In this study, the anti-oxidative and anti-obesity activities of two medicinal herb extracts, Tetrapanax papyriferus (TP) and Siegesbeckia pubescens (SP), were evaluated using DPPH radical scavenging activity assay, lipase enzyme inhibition assay, and the cell culture model system. Both methanol extracts of TP and SP showed DPPH radical scavenging activities dose-dependently, and the $IC_{50}$ of DPPH radical scavenging activities of the two medicinal herbs were 65.23 and 47.79 ${\mu}g/ml$, respectively.
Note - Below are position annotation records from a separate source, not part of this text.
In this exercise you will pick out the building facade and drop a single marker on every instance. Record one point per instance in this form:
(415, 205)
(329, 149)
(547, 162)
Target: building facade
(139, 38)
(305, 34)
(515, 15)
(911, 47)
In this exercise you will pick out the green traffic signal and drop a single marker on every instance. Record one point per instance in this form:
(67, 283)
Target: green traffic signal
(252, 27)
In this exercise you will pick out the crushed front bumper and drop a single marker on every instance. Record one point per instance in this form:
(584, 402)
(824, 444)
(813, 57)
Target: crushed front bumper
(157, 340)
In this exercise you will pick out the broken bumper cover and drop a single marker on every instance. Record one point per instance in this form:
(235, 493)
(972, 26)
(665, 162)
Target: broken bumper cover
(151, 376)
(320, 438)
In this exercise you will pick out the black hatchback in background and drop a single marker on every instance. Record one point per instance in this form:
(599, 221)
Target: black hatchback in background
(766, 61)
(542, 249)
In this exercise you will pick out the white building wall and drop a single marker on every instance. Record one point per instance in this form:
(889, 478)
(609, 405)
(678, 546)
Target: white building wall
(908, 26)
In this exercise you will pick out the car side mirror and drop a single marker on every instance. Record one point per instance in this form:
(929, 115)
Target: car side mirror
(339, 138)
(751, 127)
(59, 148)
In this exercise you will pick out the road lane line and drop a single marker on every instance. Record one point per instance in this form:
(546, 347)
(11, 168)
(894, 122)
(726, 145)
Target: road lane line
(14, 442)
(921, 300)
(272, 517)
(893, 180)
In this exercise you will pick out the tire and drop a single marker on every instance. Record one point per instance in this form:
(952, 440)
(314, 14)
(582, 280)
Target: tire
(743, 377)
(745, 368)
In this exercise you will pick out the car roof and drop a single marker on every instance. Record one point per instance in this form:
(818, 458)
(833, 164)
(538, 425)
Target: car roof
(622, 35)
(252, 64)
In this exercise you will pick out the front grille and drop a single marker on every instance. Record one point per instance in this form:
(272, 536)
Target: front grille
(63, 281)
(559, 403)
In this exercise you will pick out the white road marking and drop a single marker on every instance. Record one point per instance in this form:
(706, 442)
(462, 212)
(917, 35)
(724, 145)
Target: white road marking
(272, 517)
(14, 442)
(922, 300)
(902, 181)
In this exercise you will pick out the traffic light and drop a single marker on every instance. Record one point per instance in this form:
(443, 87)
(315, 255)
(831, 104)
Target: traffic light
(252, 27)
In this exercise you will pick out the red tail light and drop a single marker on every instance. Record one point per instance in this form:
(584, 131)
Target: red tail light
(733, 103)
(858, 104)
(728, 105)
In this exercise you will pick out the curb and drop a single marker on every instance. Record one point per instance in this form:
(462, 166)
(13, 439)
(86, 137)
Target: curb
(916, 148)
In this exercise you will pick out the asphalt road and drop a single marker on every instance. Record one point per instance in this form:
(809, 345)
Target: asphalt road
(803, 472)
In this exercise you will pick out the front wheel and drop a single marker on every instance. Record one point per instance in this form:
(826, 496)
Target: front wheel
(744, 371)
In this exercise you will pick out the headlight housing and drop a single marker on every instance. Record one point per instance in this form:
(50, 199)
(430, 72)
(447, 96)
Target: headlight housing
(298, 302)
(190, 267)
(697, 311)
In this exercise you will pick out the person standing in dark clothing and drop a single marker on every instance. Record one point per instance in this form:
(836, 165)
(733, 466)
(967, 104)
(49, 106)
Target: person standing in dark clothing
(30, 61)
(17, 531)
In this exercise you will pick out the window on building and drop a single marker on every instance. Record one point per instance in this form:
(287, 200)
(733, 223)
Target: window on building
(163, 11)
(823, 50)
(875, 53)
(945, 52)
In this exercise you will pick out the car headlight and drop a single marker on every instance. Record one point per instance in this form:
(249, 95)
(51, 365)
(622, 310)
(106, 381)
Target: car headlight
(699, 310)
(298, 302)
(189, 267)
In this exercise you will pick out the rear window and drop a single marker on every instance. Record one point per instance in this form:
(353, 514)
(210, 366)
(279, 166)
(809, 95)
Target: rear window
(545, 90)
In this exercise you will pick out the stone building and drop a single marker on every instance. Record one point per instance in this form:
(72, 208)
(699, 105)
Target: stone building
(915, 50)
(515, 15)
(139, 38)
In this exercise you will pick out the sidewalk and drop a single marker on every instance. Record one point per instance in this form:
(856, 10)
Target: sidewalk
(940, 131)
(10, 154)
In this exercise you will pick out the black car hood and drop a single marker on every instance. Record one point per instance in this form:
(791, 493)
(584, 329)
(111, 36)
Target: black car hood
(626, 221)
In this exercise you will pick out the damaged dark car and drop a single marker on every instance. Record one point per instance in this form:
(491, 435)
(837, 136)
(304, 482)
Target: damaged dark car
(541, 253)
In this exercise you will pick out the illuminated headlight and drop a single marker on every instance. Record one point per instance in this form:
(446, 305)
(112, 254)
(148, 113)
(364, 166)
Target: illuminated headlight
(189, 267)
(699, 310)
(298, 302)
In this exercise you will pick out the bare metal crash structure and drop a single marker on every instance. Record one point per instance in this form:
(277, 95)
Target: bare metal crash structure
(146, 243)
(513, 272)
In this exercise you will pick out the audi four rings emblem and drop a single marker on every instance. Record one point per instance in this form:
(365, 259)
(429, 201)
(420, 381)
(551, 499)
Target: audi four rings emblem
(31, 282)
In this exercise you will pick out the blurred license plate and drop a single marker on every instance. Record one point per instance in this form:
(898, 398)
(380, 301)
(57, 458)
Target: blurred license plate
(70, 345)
Furthermore, both extracts suppressed effectively lipase enzyme activity dose-dependently. Moreover, TP and SP extracts significantly suppressed adipocyte differentiation, lipid accumulation, triglyceride (TG) contents on 3T3-L1 preadipocytes in a dose-dependent manner without cytotoxicity. Their anti-obesity effect was modulated by cytidine-cytidine-adenosine-adenosine-thymidine (CCAAT)/enhancer binding proteins ${\alpha}$ ($C/EBP{\alpha}$), $C/EBP{\beta}$ and peroxisome proliferator-activated receptor ${\gamma}$ ($PPAR{\gamma}$) gene and protein expressions. Furthermore, TP and SP possessed a synergistic effect on anti-obesity activity. The identification of the active compounds that confer the anti-obesity activity of TP and SP might be needed.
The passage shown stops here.